It is a word that is used, but means several different things.
For example, Sarah Palin is anti-establishment, but just received praise from economist, Larry Kudlow. On the other hand, Mitt Romney will be accused of being the establishment candidate (which supposedly is a bad thing) despite the fact that he is having a hard time winning over the establishment. I used to think establishment referred to the political junkies, such as congressional aides and campaign staffers, whose jobs depend on Republicans winning. But actually, I have come to the conclusion that much of the establishment consists of talk radio hosts and pundits, whose jobs depend on Republicans not winning. The establishment indeed is a mixed bag, but the part of the establishment that carries the most punch are the talk radio and TV pundits. In this sense, Sarah Palin is partly an establishment candidate.
The essential question is whether it is more important to win over the "organizational establishment," the community activists, like congressional aides and campaign staffers, who can be influential in local communities, or whether it is more important to win over the "media establishment," which controls the information intake of the base. Mitt Romney can win the former, but he is having difficulty winning over the latter.
Much of the media establishment's problem with Mitt Romney is that his presence reminds everyone of their past indiscretions on health care. How can Jim DeMint (who fits more into the media establishment) blast the individual mandate when he used to think it was a conservative idea? Mitt Romney represents a very awkward scenario for the media establishment. That is why when news clips come out of other Republican candidates' support (or, "openness") to the individual mandate, it causes much of the media establishment to put their head in the sand and ignore it. They simply can't afford another individual mandate-supporting candidate. It's too embarrassing.
The establishment used to be a respectable bunch.
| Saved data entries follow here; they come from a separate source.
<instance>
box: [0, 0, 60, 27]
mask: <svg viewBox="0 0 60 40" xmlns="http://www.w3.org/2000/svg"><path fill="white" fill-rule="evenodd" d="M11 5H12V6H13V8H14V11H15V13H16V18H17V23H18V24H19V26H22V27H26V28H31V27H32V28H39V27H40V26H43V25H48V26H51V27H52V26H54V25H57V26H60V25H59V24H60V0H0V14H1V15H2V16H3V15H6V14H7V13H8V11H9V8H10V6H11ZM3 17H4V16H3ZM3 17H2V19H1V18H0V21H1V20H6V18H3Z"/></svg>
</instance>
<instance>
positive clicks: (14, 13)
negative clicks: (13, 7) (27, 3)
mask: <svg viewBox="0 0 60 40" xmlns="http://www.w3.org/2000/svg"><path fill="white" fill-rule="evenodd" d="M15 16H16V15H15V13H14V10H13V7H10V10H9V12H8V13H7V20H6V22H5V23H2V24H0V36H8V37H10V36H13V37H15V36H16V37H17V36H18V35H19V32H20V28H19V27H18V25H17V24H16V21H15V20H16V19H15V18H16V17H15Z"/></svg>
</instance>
They were the guys who cared about winning. They were the policy experts who ignored the rantings of the circus known as the base. It used to be that while the base would demand that Obama show his birth certificate, the establishment would smile and support candidates who didn't make such demands. Now, the establishment is trying to be more responsive to the base. That means eliminating the guy they supported back in 2008 (I see you National Review).
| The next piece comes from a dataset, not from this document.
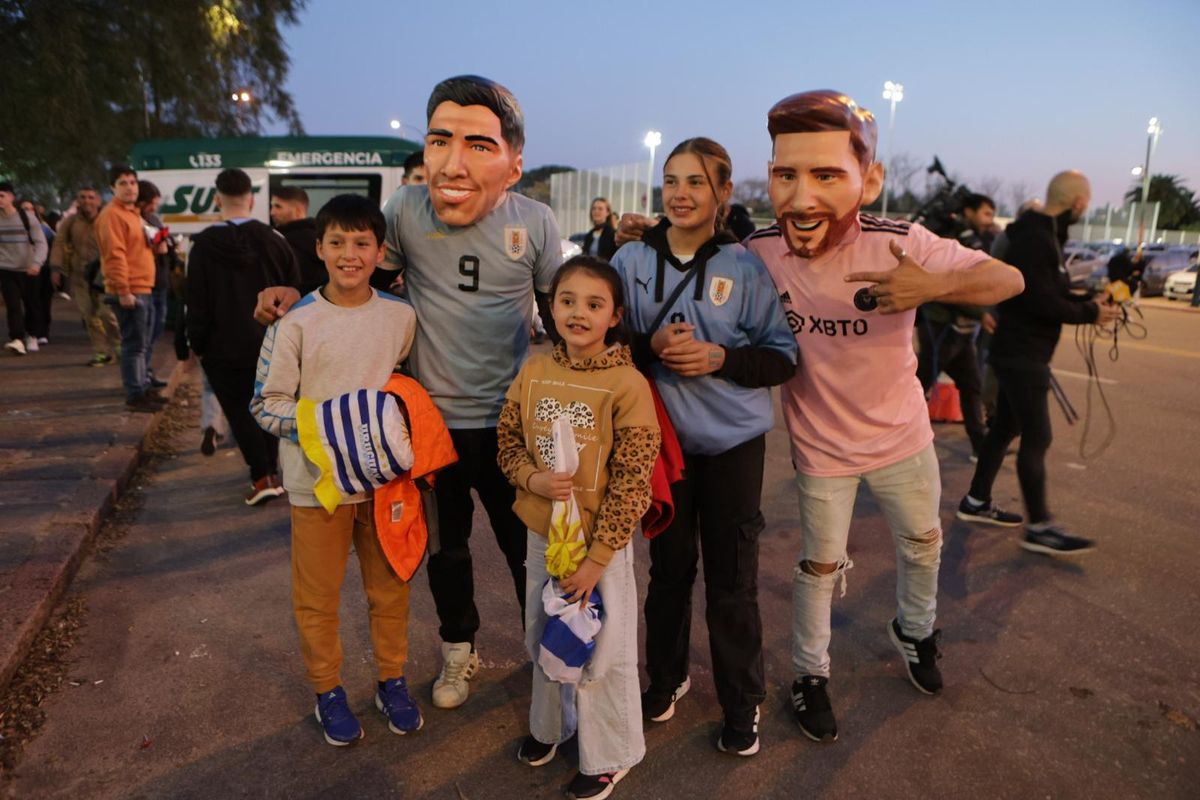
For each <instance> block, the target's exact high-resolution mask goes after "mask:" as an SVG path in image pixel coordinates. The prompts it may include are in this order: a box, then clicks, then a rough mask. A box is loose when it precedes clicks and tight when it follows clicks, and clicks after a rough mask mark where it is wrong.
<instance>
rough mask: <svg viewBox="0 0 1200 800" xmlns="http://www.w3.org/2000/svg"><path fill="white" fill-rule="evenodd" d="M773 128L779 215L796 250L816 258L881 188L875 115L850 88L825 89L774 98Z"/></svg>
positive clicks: (827, 246) (775, 203)
mask: <svg viewBox="0 0 1200 800" xmlns="http://www.w3.org/2000/svg"><path fill="white" fill-rule="evenodd" d="M767 130H768V131H769V132H770V140H772V162H770V164H769V175H770V179H769V182H768V193H769V194H770V203H772V205H773V206H774V207H775V218H776V219H778V221H779V227H780V229H781V230H782V231H784V236H785V239H786V241H787V246H788V247H790V248H791V249H792V252H793V253H796V254H797V255H800V257H803V258H816V257H817V255H821V254H822V253H824V252H828V251H829V249H830V248H833V247H835V246H836V245H838V242H840V241H841V240H842V237H844V236H845V235H846V233H847V231H848V230H850V229H851V228H852V227H853V224H854V219H856V217H857V216H858V210H859V209H860V207H862V206H863V205H864V204H869V203H871V201H874V200H875V198H877V197H878V196H880V190H881V188H882V186H883V167H882V166H881V164H880V163H877V162H876V161H875V143H876V138H877V131H876V127H875V116H872V115H871V113H870V112H869V110H866V109H865V108H860V107H859V106H858V103H856V102H854V101H853V100H851V98H850V97H847V96H846V95H844V94H841V92H838V91H830V90H828V89H822V90H818V91H806V92H800V94H798V95H791V96H790V97H785V98H784V100H781V101H779V102H778V103H775V106H774V107H773V108H772V109H770V112H769V113H768V114H767Z"/></svg>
The bottom line is that the lines between the establishment and the base are blurred these days. There is not a lot of leadership in the conservative movement. We need leaders who will lead, not pander. We need conservative pundits who will tell the truth, not pander. We need think tanks who will be more concerned with public policy than with playing nice with the base.
We need an establishment.
The original post referred to Larry Kudlow as a "pseudo-economist." I wrote that because of Kudlow's support of the return of the US to the gold standard, his anti-Fed rhetoric, and his support of a completely flat tax. I even wrote about Mitt Romney, when he went on Larry Kudlow's show a while back. That post is quite illuminating when considering Kudlow's recent comments about Mitt.
However, just because Larry will never occupy a chair in any major economic department around the world, does not mean that he is a "pseudo-economist." Kudlow's beliefs do not represent the majority view among economists, but I still shouldn't disregard what he says just because of his dissent within the field of economics.